0xPolygonID / polygonid-flutter-sdk

Flutter Plugin to use the Polygon ID SDK
Apache License 2.0
40 stars 27 forks source link

free memory allocated by Golang using C.CString() #390

Closed yushihang closed 5 months ago

yushihang commented 6 months ago

close #391

plusema86 commented 6 months ago

@olomix can you take a look a this PR?

olomix commented 6 months ago

Can we simply call the free function directly from Dart and Swift instead of wrapping it in a Go library and calling it from there? It seems a bit unusual to me.

5eeman commented 6 months ago

I'm actually not sure why we're not making something like:

malloc.free(response.value);

Maybe this way we could also get rid of PLGNFreeStatus?

Or I don't know some background of this

plusema86 commented 6 months ago

@yushihang we have already merged the PR 386 with malloc.free() , is it enough?

yushihang commented 6 months ago

@olomix @5eeman @plusema86

Thank you very much for your response and suggestions. For me, having the opportunity to participate in open-source code work is a great learning opportunity.

A concise description of the approach for this PR is: "Following the RAII (Resource Acquisition Is Initialization) pattern, who allocates, who releases".

I will try to express my understanding of this memory management case using the diagram A below:

flutter-release-memory-A

The steps in the diagram are as follows:

  1. Flutter/Dart allocates a block of memory with the size of a pointer to receive return data from Golang

    ffi.Pointer<ffi.Pointer<ffi.Char>> response =
         malloc<ffi.Pointer<ffi.Char>>();

    In other program languages, this variable is possibly allocated on the stack or in a register.
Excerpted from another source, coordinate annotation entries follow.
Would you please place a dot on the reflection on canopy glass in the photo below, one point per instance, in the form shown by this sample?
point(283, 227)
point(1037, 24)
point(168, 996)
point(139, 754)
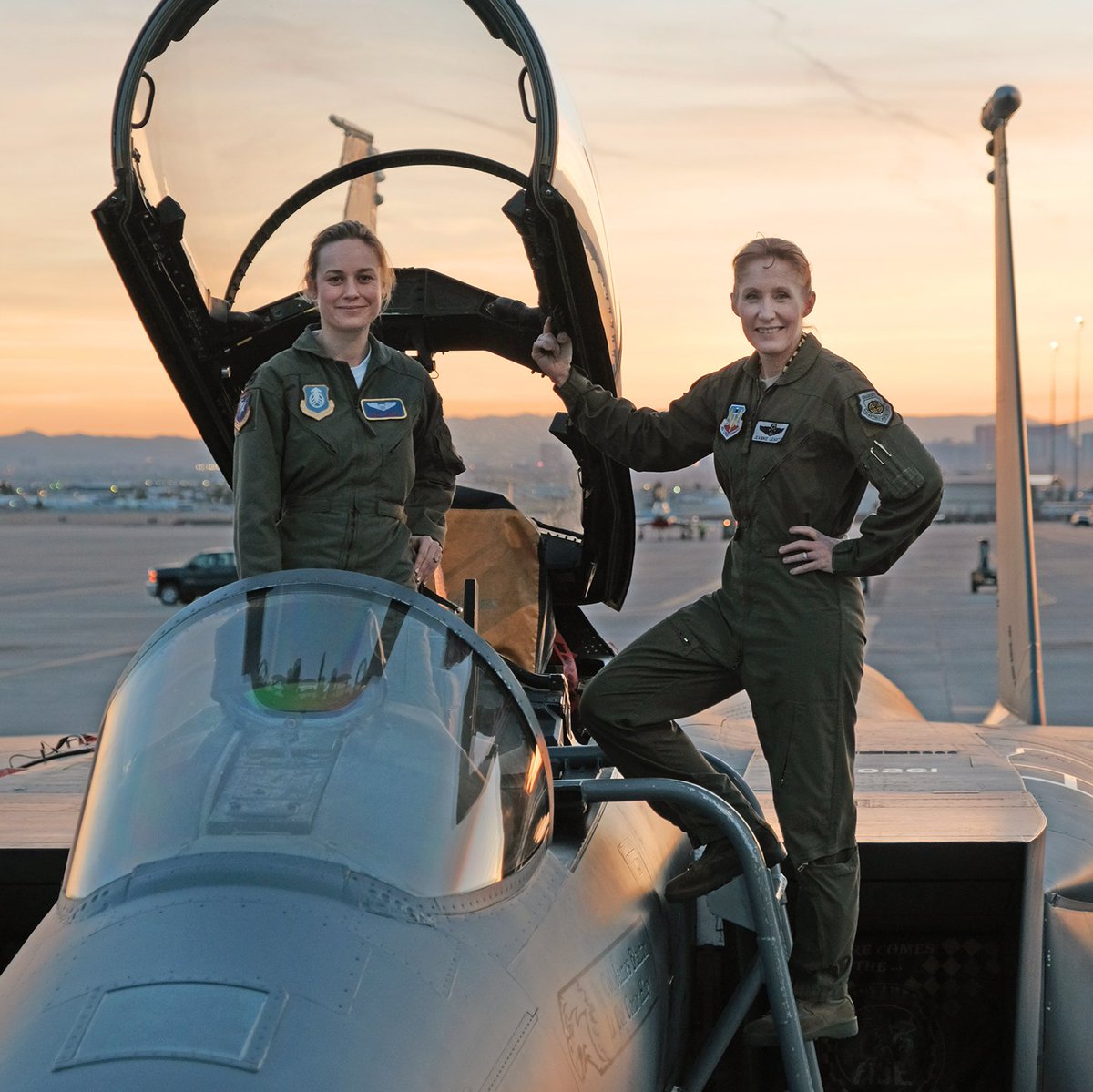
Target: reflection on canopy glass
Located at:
point(322, 720)
point(413, 76)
There is an issue discussing why Flutter needs to allocate it on the heap using malloc: https://github.com/dart-lang/sdk/issues/42509

  2. Flutter call function provided by Golang, pass the pointer address(response) to Golang:

    int res = PolygonIdCore.nativePolygonIdCoreLib
        .PLGNCreateClaim(response, in1, status);
  3. Golang allocate memory for returning data, write data(string(respB)) into the memory, and point jsonResponse to the memory. (This memory will not be managed by Golang's memory garbage collector)

    *jsonResponse = C.CString(string(respB))
  4. Flutter side return data from Golang allocated memory (jsonResponse)

    ffi.Pointer<ffi.Char> jsonResponse = response.value;
  5. After jsonResponse is no longer needed, it should be released. So we call another function from Flutter/dart to notify Golang to release the memory allocated for jsonResponse in step 3.

    PolygonIdCore.nativePolygonIdCoreLib.PLGNFreeCString(jsonResponse);
  6. Golang release memory for jsonResponse

    C.free(unsafe.Pointer(str))
  7. Flutter /Dart release to memory allocated for the pointer (response) (allcated in step 1)

    malloc.free(response);

After following this procedure, all memory on the heap that was dynamically allocated (the green and red parts in Diagram A) will be properly released, and there will be no memory leak.

PR #386 handles the release logic for the green block of memory in Diagram A, while the current PR handles the release logic for the red block of memory.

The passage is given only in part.